After the CEO Hughes hired replaced editor-in-chief Franklin Foer, a dozen of the magazine’s staffers quit, and there were major questions about whether TNR could find a successful business model in the age of new media and digital journalism.

Hughes’ tenure at TNR was going down in flames around the same time as husband Sean Eldridge’s failed bid for Congress, so it’s been a rough couple of years for the gay power couple who were once fawningly trumpeted as the Great Gay Hope for gays in media and politics.

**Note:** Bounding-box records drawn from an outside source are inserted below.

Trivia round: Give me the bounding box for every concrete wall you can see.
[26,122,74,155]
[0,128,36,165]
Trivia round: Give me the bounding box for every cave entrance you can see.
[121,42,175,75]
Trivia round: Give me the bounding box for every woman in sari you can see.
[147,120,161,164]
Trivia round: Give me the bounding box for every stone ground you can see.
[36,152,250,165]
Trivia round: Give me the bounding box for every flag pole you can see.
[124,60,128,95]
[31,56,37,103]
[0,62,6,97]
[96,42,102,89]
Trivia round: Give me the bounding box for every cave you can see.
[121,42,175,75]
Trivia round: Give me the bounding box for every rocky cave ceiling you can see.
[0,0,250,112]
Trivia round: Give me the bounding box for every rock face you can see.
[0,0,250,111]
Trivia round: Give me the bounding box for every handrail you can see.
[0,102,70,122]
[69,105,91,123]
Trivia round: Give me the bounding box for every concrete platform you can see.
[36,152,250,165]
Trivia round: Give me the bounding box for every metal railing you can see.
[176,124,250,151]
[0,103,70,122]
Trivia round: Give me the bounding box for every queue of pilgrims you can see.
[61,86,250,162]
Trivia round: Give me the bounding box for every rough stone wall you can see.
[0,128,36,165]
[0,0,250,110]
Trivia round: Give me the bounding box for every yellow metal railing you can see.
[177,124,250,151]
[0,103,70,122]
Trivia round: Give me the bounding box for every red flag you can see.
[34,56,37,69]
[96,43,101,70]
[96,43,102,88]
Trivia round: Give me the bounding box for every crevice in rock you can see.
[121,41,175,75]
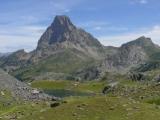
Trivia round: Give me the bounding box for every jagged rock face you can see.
[1,50,31,72]
[32,16,104,62]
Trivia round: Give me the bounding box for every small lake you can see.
[44,89,94,98]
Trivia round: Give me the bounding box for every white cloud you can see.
[0,26,46,52]
[99,25,160,46]
[130,0,148,4]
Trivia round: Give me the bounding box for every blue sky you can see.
[0,0,160,52]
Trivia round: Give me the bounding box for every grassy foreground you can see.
[0,81,160,120]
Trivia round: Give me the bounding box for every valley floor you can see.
[0,81,160,120]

In a staff memo, Hughes pretty much throws in the towel on his New Republic experiment:

“After investing a great deal of time, energy, and over $20 million, I have come to the conclusion that it is time for new leadership and vision at The New Republic. Although I do not have the silver bullet, a new owner should have the vision and commitment to carry on the traditions that make this place unique and give it a new mandate for a new century.”

According to the Wall Street Journal, Hughes is in the process of lining up potential buyers from various fields, including other media companies and digital startups. However, the next owner faces an uphill battle.

Traffic to the site is down double digits in recent years, and although the print magazine was cut from 20 issues a year to 10, publishing is an added expense that digital native brands and competitors like Gawker and Vox (and Queerty) don’t have.

And there is also the challenge in updating an institution like TNR and introducing it to a digital generation that, outside of writers and editors, has little interest in the history of the magazine as a cultural institution. In the words of Vox, the magazine that once touted itself as the “in-flight reading on Air Force One” has probably been replaced by an Ipad.

Hughes still has millions (and millions) to fall back on, so his next move will attract attention no matter what. Let’s just hope the next step is more forward thinking than to try to rescue what is quickly becoming a relic of the past.